Di masa hidupku yang semakin berkurang ini-pun, baru dalam hitungan jari, hal yang rasanya membuatmu sedikit bangga padaku. Walaupun kau selalu bilang, “ Ini udah lebih dari cukup, mba”, sambil tersenyum bangga, ada sesuatu yang justru mengiris hati dan benakku saat itu. Bahwa: itu sangat belum cukup,Sekar.

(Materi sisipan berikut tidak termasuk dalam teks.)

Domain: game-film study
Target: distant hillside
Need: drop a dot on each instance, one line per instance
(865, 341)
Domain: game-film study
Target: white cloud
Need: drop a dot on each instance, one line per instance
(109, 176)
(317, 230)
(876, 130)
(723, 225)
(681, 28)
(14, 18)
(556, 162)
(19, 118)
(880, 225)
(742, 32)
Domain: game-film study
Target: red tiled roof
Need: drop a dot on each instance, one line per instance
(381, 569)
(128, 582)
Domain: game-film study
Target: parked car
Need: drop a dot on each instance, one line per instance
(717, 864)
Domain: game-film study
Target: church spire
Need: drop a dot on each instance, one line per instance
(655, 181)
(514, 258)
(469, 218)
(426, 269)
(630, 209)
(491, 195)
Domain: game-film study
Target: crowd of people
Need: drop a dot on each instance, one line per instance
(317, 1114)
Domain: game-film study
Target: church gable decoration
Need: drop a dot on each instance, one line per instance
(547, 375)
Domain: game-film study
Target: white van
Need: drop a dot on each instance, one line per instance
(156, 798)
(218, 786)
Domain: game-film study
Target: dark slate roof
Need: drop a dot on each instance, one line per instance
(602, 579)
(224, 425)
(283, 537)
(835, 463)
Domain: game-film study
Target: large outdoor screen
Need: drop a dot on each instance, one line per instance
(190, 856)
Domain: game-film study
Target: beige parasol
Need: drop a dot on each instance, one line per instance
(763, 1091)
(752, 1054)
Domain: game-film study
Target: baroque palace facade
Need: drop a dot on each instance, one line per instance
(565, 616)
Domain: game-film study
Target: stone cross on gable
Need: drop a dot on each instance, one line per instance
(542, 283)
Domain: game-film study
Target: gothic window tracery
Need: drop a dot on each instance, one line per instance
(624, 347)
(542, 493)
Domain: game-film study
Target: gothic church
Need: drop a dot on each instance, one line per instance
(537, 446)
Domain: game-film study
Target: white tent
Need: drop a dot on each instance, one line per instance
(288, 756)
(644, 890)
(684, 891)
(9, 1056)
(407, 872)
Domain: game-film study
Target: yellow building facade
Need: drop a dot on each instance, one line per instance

Dan Ayah, entah mengapa selalu ada masalah remeh yang selalu bisa kujadikan engkau sebagai orang pertama yang kuyakin bisa menyelesaikannya. Kecanduan, ketergantungan. Mungkin. Tapi begitulah, saya memang selalu mengandalkanmu,Ayah. Meski kau bahkan belum mengucapkan selamat ulang tahun padaku, ketika aku menulis catatan ini, aku tahu, doa-doa yang teruntai dari-mu tidak hanya ada saat aku beruag tahun. Semoga umurmu diberkahi. Semoga diberi kemudahan dalam menjalani ujianNya. Semoga tabungan untuk membeli material untuk membangun istana di syurga makin penuh. Doa-doa itu selalu ada untuk kau, dan Ibu, sang wanita berhati putih salju lantunkan dalam setiap ba’da shalat kalian, untukku. Aku yakin ^^.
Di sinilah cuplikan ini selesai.